Australian PM likens people-smuggling crackdown to war

Australian PM likens people-smuggling crackdown to war

SYDNEY - Australian Prime Minister Tony Abbott on Friday likened the fight against people-smugglers to war, while defending the detention centres asylum-seekers are held in as effective and humanely run.

Indonesian officials say the Australian navy has turned back at least one boat carrying asylum-seekers to its shores, although The Australian newspaper said as many as five have been secretly returned.

Abbott's conservative government has refused to reveal details of the incidents or other "operational matters", sparking claims from the Labor opposition that it is overseeing a "Stalinist"-style media blackout.

"In the end, we are in a fierce contest with these people-smugglers," he told a breakfast television programme.

"And if we were at war, we wouldn't be giving out information that is of use to the enemy just because we might have an idle curiosity about it ourselves."

Abbott said he would not release information which would be exploited by people-smugglers to the peril of their customers "and to the tremendous disadvantage of our country".

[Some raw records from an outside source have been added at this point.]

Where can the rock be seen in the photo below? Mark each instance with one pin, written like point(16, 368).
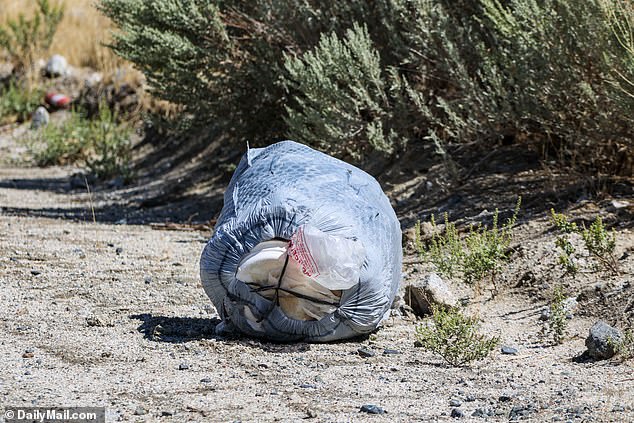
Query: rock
point(140, 411)
point(421, 295)
point(40, 118)
point(372, 409)
point(94, 321)
point(457, 413)
point(504, 398)
point(508, 350)
point(602, 341)
point(365, 352)
point(521, 412)
point(56, 66)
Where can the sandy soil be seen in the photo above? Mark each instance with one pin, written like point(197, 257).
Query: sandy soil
point(114, 315)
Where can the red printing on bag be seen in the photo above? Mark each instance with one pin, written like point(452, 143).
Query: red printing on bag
point(301, 254)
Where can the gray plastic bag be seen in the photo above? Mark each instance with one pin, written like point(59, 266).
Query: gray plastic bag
point(275, 191)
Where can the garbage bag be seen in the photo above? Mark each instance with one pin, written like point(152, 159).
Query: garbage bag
point(306, 248)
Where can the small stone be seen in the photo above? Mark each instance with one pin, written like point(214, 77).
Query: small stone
point(140, 411)
point(504, 398)
point(94, 321)
point(40, 118)
point(508, 350)
point(457, 413)
point(372, 409)
point(432, 291)
point(365, 352)
point(56, 66)
point(602, 341)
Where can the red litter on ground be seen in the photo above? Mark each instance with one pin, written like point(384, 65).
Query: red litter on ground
point(57, 100)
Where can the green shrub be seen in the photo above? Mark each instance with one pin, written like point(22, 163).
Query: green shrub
point(358, 77)
point(601, 243)
point(102, 144)
point(597, 240)
point(26, 39)
point(557, 321)
point(477, 255)
point(455, 337)
point(17, 103)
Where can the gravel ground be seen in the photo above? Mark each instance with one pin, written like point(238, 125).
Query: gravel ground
point(114, 315)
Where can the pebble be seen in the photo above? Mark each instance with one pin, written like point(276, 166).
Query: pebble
point(365, 352)
point(431, 291)
point(504, 398)
point(508, 350)
point(140, 411)
point(601, 340)
point(56, 66)
point(372, 409)
point(457, 413)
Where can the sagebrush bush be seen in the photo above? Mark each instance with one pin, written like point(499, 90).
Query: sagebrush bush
point(102, 144)
point(354, 77)
point(455, 337)
point(480, 253)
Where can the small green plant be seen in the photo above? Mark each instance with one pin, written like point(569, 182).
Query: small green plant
point(455, 337)
point(601, 243)
point(557, 321)
point(102, 144)
point(598, 241)
point(25, 39)
point(445, 250)
point(479, 254)
point(17, 103)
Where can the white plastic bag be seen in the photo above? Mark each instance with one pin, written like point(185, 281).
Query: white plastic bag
point(334, 262)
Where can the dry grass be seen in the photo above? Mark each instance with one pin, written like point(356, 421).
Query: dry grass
point(80, 36)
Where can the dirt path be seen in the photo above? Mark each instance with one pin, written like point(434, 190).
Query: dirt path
point(113, 315)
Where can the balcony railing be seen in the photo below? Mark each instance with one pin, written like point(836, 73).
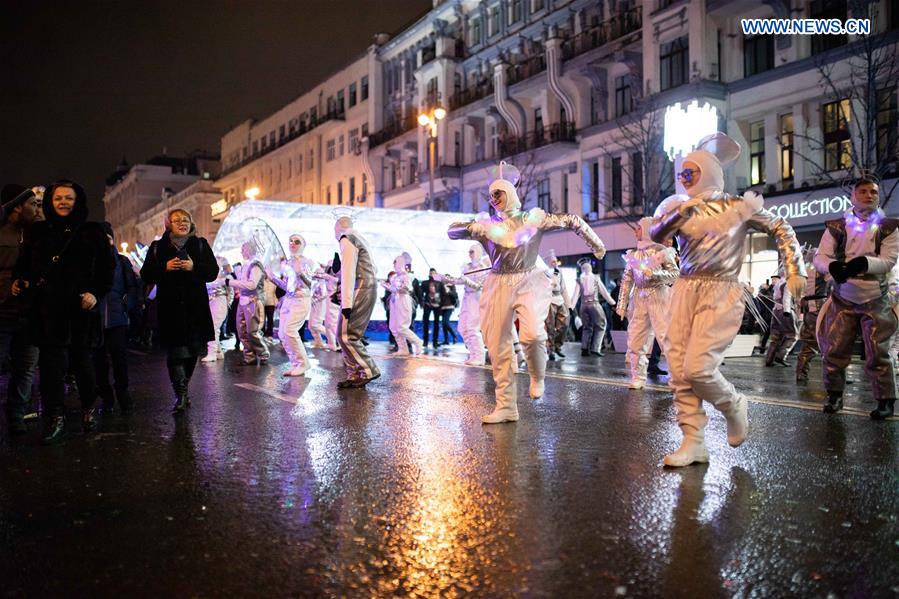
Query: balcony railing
point(292, 135)
point(480, 90)
point(560, 132)
point(527, 68)
point(607, 31)
point(394, 129)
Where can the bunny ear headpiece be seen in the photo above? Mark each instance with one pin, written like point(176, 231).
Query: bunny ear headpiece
point(506, 172)
point(722, 147)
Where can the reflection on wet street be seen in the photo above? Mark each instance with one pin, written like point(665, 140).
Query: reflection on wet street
point(274, 487)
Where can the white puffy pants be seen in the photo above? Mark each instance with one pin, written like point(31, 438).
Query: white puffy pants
point(504, 298)
point(706, 314)
point(648, 314)
point(294, 312)
point(400, 319)
point(218, 307)
point(332, 313)
point(470, 326)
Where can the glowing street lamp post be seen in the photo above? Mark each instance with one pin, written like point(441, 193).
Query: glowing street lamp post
point(430, 121)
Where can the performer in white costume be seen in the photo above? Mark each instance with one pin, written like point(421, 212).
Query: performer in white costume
point(400, 287)
point(589, 290)
point(559, 304)
point(470, 312)
point(645, 298)
point(707, 300)
point(515, 286)
point(296, 281)
point(220, 297)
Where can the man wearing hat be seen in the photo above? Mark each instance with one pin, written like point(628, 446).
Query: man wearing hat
point(591, 290)
point(557, 319)
point(21, 207)
point(708, 299)
point(516, 287)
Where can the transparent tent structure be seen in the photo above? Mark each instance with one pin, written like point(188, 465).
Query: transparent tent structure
point(389, 232)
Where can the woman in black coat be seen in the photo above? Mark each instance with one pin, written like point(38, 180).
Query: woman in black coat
point(65, 267)
point(180, 264)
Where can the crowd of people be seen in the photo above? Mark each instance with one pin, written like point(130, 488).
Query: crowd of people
point(69, 302)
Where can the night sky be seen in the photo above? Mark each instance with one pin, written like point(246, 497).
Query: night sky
point(84, 83)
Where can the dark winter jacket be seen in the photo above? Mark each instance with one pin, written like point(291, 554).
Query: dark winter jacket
point(182, 303)
point(62, 258)
point(124, 297)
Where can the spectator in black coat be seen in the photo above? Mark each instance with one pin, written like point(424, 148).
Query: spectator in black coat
point(65, 267)
point(180, 264)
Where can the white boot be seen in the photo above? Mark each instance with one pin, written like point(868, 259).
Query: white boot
point(737, 421)
point(691, 451)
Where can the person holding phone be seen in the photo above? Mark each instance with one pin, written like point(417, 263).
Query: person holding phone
point(180, 264)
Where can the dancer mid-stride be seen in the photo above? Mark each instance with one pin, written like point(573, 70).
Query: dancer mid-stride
point(515, 286)
point(358, 296)
point(707, 301)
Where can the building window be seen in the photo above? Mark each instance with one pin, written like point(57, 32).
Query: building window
point(637, 178)
point(493, 21)
point(786, 147)
point(674, 62)
point(474, 32)
point(828, 9)
point(514, 11)
point(624, 103)
point(757, 153)
point(758, 54)
point(616, 183)
point(887, 124)
point(837, 154)
point(543, 198)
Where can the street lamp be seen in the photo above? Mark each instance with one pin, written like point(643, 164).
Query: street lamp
point(430, 120)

The conservative Liberal Party leader, who won power in September polls after campaigning to "stop the boats", has introduced the military-led Operation Sovereign Borders to crack down on asylum-seekers coming by boat.

Under the policy, Australia will turn back boats to Indonesia when it is safe to do so, while those who reach Australian territory will be processed within 48 hours and quickly sent to Pacific island camps on Nauru or Papua New Guinea.

Australia's tough policies have irked Jakarta, which has warned that turning boats back could breach Indonesian territorial sovereignty.

Rights groups have also criticised the camps as harsh and the process under which the asylum-seekers are dealt with, but Abbott defended them.

"We don't apologise for the fact that they're not five-star or even three-star hotels, nevertheless we are confident that we are well and truly discharging our humanitarian obligations," he said.

"People are housed, they're clothed, they're fed, they're given medical attention. They're kept as safe as we can make it for them. But we want them to go back to the country from which they came."

Abbott said the vast majority of asylum-seekers arriving by boat were economic migrants.

"Let's remember that every single one of the recent arrivals has come to Australia through a series of other countries where they could easily have claimed asylum but they choose not to do that because they are seeking a migration outcome here in Australia," he said.

The number of asylum-seekers coming to Australia by boat has dropped dramatically under the new government, which has maintained the previous Labor administration's policy of sending all arrivals to Nauru and Papua New Guinea.